American librarian (1922–2006)

Eleanor Young Love (October 10, 1922 – July 14, 2006) was an American librarian from Kentucky. The daughter of Whitney Young and the sister of Whitney Young Jr., she worked at the Lincoln Institute, a boarding high school for African American students founded in Lincoln Ridge, Kentucky, during the period when Jim Crow laws were enforced. Her father was its president. She received her degree from Atlanta University, now Clark Atlanta University, her M.Ed. from the University of Louisville, and her D.Ed. from the University of Illinois.
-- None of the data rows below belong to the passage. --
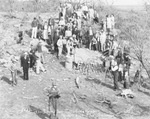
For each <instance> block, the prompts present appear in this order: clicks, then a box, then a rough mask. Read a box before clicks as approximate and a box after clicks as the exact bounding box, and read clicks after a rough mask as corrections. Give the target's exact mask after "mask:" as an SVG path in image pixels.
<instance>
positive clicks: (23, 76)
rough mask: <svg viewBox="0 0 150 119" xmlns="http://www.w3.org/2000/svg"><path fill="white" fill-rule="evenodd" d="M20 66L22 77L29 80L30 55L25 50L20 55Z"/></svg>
mask: <svg viewBox="0 0 150 119" xmlns="http://www.w3.org/2000/svg"><path fill="white" fill-rule="evenodd" d="M21 67H22V68H23V78H24V80H29V75H28V73H29V67H30V57H29V54H28V52H25V53H24V54H23V55H22V56H21Z"/></svg>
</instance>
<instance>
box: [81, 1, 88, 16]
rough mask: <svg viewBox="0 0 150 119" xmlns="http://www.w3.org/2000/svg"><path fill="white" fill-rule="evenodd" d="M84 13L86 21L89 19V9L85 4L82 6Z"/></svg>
mask: <svg viewBox="0 0 150 119" xmlns="http://www.w3.org/2000/svg"><path fill="white" fill-rule="evenodd" d="M82 12H83V15H84V16H83V17H84V18H85V19H87V18H88V7H87V5H86V4H85V3H83V5H82Z"/></svg>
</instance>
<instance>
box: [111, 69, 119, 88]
mask: <svg viewBox="0 0 150 119" xmlns="http://www.w3.org/2000/svg"><path fill="white" fill-rule="evenodd" d="M112 74H113V79H114V89H115V90H116V89H119V86H118V76H119V73H118V70H117V71H113V72H112Z"/></svg>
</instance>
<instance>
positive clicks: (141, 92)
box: [138, 89, 150, 96]
mask: <svg viewBox="0 0 150 119" xmlns="http://www.w3.org/2000/svg"><path fill="white" fill-rule="evenodd" d="M138 91H139V92H141V93H144V94H145V95H147V96H150V93H149V92H144V91H142V90H140V89H138Z"/></svg>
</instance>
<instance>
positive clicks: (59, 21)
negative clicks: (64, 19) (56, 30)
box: [59, 17, 65, 26]
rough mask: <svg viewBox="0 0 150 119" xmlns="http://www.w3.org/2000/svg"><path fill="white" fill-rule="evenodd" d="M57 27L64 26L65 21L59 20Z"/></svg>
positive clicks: (61, 17) (61, 18)
mask: <svg viewBox="0 0 150 119" xmlns="http://www.w3.org/2000/svg"><path fill="white" fill-rule="evenodd" d="M59 25H60V26H65V20H64V18H63V17H61V18H60V21H59Z"/></svg>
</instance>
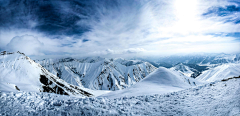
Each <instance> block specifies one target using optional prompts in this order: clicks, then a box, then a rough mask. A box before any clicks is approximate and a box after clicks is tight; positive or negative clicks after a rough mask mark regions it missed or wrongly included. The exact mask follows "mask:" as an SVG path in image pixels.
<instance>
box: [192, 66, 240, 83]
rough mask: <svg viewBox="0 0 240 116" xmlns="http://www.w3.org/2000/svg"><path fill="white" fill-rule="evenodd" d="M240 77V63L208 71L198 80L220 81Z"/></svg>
mask: <svg viewBox="0 0 240 116" xmlns="http://www.w3.org/2000/svg"><path fill="white" fill-rule="evenodd" d="M239 75H240V63H229V64H223V65H220V66H217V67H215V68H212V69H209V70H206V71H204V72H203V74H201V75H200V76H199V77H197V78H196V79H197V80H199V81H208V82H213V81H218V80H222V79H227V78H230V77H234V76H239Z"/></svg>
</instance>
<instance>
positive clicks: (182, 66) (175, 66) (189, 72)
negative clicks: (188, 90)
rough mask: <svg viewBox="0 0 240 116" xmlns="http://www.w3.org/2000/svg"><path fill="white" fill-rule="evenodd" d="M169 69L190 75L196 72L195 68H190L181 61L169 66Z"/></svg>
mask: <svg viewBox="0 0 240 116" xmlns="http://www.w3.org/2000/svg"><path fill="white" fill-rule="evenodd" d="M170 69H171V70H174V71H178V72H180V73H183V74H184V75H186V76H188V77H191V75H192V74H194V73H195V72H198V71H197V70H196V69H193V68H190V67H188V66H186V65H184V64H182V63H180V64H178V65H176V66H174V67H172V68H170Z"/></svg>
== Early life and education ==
Eleanor Young was born in Shelby County, Kentucky, on October 10, 1922; her parents were Whitney Young and Laura (Ray) Young. Her siblings were Whitney Young Jr. and Arnita Young. Young's mother was one of the first female African American postmasters general in the United States. Her father was head of the Lincoln Institute. Since all faculty lived on the school grounds, Young was born and raised there. Because Kentucky was segregated at the time and many of its counties did not have high schools for African American students, many of them attended the Lincoln Institute. It was originally funded by an anonymous benefactor, but later became a public school.

Young attended the Lincoln Normal School for primary education, then completed her secondary education at the Lincoln Institute. She also participated extensively in her church and had a strict religious upbringing. After graduation, Young enrolled as an English major at Kentucky State University, where she was active in student organizations. She founded several clubs and created many community service projects, often in leadership roles. While a student, Young worked at the library. Later, she earned a scholarship to Atlanta University in library science, where she obtained a bachelor's degree. She subsequently received a masters of education degree from the University of Louisville and a doctorate at the University of Illinois at Urbana. During her attendance at the latter institution, she worked part-time in Chicago.
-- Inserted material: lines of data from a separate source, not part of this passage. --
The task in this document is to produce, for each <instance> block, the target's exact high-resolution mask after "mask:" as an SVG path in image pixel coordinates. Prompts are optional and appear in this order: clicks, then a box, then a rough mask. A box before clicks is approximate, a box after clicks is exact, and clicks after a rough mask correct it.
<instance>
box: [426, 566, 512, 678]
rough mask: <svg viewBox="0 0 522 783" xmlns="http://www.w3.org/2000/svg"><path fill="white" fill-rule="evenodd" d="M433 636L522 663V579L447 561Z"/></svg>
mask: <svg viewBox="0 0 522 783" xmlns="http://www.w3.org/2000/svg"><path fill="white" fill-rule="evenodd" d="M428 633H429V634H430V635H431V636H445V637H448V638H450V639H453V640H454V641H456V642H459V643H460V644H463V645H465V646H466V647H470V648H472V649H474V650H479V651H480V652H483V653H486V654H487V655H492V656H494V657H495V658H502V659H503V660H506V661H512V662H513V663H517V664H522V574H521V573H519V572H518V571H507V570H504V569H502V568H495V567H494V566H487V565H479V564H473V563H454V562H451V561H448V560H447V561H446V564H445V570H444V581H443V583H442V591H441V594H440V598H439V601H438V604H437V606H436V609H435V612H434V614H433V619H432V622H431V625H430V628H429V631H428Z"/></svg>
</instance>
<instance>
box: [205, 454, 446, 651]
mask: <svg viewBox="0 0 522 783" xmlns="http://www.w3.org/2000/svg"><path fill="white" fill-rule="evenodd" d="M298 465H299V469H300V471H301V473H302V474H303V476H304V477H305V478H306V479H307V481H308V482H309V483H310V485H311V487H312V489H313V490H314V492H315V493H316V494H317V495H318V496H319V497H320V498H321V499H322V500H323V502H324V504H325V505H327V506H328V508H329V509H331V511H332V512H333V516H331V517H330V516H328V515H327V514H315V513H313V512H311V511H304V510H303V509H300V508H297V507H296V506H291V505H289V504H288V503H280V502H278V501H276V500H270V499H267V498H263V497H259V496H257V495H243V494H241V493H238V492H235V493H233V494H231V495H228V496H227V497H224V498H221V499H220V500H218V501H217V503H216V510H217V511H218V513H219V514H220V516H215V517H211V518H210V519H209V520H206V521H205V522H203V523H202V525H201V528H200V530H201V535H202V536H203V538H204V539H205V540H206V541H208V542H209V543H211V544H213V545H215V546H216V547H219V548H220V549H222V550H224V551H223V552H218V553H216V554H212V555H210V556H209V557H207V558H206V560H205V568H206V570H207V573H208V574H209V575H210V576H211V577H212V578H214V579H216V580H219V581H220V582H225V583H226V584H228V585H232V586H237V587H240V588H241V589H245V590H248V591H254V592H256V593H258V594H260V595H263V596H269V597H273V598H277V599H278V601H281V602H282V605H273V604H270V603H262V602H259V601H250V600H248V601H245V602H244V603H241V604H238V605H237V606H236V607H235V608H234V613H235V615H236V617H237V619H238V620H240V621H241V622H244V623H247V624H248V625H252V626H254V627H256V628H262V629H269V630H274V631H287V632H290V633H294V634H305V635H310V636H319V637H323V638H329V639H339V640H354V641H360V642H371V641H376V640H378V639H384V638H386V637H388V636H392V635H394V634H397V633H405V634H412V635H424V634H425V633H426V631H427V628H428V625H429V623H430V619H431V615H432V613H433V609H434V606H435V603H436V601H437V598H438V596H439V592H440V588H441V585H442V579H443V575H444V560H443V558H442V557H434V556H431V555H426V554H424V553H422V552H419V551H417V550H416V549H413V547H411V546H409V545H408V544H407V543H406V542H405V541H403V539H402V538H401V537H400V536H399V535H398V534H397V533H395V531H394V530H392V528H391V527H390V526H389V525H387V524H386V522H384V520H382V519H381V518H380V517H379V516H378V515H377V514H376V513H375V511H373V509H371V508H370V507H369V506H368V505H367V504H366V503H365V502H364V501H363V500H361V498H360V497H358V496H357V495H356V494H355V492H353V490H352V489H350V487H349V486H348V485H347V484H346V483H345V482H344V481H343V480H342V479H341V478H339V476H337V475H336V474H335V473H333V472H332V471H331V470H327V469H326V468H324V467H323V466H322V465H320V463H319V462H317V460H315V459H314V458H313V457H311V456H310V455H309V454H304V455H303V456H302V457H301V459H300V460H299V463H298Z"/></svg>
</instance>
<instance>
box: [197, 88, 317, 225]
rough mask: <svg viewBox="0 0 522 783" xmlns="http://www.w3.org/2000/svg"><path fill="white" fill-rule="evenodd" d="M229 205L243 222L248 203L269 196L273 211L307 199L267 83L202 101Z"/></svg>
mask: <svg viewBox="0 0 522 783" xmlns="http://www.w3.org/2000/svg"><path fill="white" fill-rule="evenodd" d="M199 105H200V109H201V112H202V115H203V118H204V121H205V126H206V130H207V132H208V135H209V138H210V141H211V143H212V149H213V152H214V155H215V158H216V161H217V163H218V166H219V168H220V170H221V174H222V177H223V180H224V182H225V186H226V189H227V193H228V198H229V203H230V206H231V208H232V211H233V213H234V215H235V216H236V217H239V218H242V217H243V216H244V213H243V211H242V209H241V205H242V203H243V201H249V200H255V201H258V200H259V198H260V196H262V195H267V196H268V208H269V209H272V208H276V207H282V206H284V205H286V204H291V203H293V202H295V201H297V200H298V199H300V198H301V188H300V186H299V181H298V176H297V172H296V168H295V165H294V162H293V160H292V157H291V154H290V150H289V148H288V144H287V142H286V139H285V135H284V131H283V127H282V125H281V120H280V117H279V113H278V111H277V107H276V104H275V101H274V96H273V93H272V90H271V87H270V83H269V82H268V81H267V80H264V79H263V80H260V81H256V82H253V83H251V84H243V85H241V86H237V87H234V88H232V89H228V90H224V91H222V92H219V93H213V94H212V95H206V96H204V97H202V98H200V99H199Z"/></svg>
== Career and later life ==
Love was a librarian at the Lincoln Institute and Florida A&M University, before becoming head librarian at Bergen Junior College of Fairleigh Dickinson University. In 1955, she became the first African American librarian at the University of Kentucky. She became a professor of educational psychology at the University of Louisville in the 1960s. In 1978, she participated in an oral history interview.
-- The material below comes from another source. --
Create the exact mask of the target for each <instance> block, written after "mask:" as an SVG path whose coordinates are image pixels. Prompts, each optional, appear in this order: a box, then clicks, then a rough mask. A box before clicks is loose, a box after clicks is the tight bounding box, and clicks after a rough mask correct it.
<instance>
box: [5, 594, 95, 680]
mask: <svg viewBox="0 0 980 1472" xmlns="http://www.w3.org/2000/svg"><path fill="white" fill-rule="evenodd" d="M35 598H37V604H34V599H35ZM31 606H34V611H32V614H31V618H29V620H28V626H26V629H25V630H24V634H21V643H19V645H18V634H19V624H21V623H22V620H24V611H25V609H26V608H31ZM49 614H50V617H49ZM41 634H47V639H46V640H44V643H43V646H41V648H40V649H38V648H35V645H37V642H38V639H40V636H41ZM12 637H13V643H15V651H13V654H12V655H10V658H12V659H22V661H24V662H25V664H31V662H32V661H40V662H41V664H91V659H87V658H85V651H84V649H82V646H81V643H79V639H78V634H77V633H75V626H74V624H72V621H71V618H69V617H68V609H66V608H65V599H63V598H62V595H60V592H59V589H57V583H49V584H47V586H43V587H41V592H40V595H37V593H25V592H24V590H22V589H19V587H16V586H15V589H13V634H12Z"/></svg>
Love also succeeded her father as head of the Lincoln Institute before desegregation resulted in its conversion into the Whitney Young Job Corps Center in the late 1960s. She became dean of the college of arts and sciences at the University of Louisville, the first African-American appointed dean. She received many awards including two Governor's Appreciation Citations, the Urban League's Equality Award, NAACP Worthington Award twice, University of Louisville Minority Affairs award twice, the YMCA Black Achievers award, the Kentucky State University Outstanding Achievers award, was named a Kentucky Colonel by two governors, appointed chairwoman of the Human Relations Commission for Louisville and Jefferson County, and was a mentor to hundreds of young people in her community. She died on July 14, 2006, in Kentucky.

A scholarship for students studying school counseling was named after her at the University of Louisville, as well as a humanitarian award sponsored by the city of Louisville.